Agora que eu percebi. Elevador é coisa de preguiçoso! Bem, eu pelo menos fui bem preguiçoso, o consultório era no segundo andar. Por dois lances de escada eu estou aqui, preso. Igual a escada rolante. Há coisa mais esquisita do que um monte de gente numa escada rolante? E não contentes, inventaram a esteira rolante. Tem lá no Frei Caneca e vi pela televisão que tem no Congresso também. Tão coisa daquele desenho dos Jetsons.
Nessa nova vida nada de preguicites. Se o compromisso for até o quinto andar, escada. No shopping, escadas convencionais. Ir para o trabalho de bicicleta. Acordar mais cedo e caminhar no parque. Consigo até sentir o gosto dessa nova vida saudável.
Tudo muda e nada muda. Será assim mesmo?

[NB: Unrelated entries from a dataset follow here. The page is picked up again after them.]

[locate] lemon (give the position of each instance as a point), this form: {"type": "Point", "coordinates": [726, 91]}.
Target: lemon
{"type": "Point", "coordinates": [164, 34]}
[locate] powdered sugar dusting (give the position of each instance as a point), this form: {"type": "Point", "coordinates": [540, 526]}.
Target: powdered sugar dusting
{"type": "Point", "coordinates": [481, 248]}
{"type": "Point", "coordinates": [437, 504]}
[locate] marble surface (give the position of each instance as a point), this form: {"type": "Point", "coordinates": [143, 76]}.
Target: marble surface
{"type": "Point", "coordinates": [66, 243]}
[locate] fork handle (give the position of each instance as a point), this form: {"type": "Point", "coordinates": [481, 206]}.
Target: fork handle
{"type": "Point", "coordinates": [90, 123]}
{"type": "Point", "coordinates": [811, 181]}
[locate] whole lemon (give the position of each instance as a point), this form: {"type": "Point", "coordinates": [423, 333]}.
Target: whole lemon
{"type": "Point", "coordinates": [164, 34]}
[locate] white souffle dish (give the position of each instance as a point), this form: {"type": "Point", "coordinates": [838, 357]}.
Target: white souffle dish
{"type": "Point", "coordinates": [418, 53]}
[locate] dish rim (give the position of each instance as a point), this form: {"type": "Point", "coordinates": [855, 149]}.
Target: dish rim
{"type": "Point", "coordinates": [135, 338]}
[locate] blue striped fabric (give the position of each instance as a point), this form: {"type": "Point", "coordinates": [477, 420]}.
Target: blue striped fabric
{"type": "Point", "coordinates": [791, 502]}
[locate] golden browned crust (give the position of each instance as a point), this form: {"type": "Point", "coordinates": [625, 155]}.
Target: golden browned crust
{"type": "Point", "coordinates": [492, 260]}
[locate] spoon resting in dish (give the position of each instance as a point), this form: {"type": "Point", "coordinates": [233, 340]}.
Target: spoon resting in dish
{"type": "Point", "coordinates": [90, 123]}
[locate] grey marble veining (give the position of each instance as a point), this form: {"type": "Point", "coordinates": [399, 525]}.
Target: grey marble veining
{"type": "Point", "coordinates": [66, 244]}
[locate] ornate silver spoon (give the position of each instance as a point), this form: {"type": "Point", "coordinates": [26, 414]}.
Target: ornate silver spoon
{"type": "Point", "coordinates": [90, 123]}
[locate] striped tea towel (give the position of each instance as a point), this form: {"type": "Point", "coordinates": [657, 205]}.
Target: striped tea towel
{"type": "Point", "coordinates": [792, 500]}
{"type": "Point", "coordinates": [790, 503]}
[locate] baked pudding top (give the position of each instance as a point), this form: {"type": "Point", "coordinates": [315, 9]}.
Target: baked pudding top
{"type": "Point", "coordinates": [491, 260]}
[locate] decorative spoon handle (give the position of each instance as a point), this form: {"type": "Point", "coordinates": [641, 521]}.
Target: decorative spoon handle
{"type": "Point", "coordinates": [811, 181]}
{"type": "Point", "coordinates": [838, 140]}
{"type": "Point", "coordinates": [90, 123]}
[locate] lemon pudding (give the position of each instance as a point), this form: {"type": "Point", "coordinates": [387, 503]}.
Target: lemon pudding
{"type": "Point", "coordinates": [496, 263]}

Muda o querer. Muda os sentidos, as impressões, o sensível torna regra de vida bem vivida. Parte antes negada, escondida longe da batida forte do coração cansado de mesmices. Dor poética perdida na escavação dos sentimentos escondidos dentro de si. Uma metade separada, deixada ao relento, abandonada como coisa imprestável e que agora retorna bondosa perdoando seu desertor sofrido.
O que não faz meia hora no elevador? O que não faz um pequenino vírus da morte que nos devolve a vida? É como no Vilarejo da música que toca na rádio. Lá é primavera e as portas e janelas ficam sempre abertas com flores enfeitando vestidos. Minha vida agora está aberta. Areja vento bom. Dias de sorrisos na terra de heróis. Tudo colorido, tudo em desordem e em perfeita ordem. O tempo espera. Os caminhos, os destinos, verdadeiros amores debruçados nas nuvens de algodão nos dias claros dessa nova emoção.

O elevador desce. A porta abre e dezenas de pessoas observam o homem que se abraça dentro do elevador. Ele se levanta.

Isso é felicidade. Sabem? Agora deixa eu ir que eu tenho alguns sorrisos pra sorrir. Ah! Pessoas felizes sobem pela escada!

Todos entram no elevador que sobe sem problemas.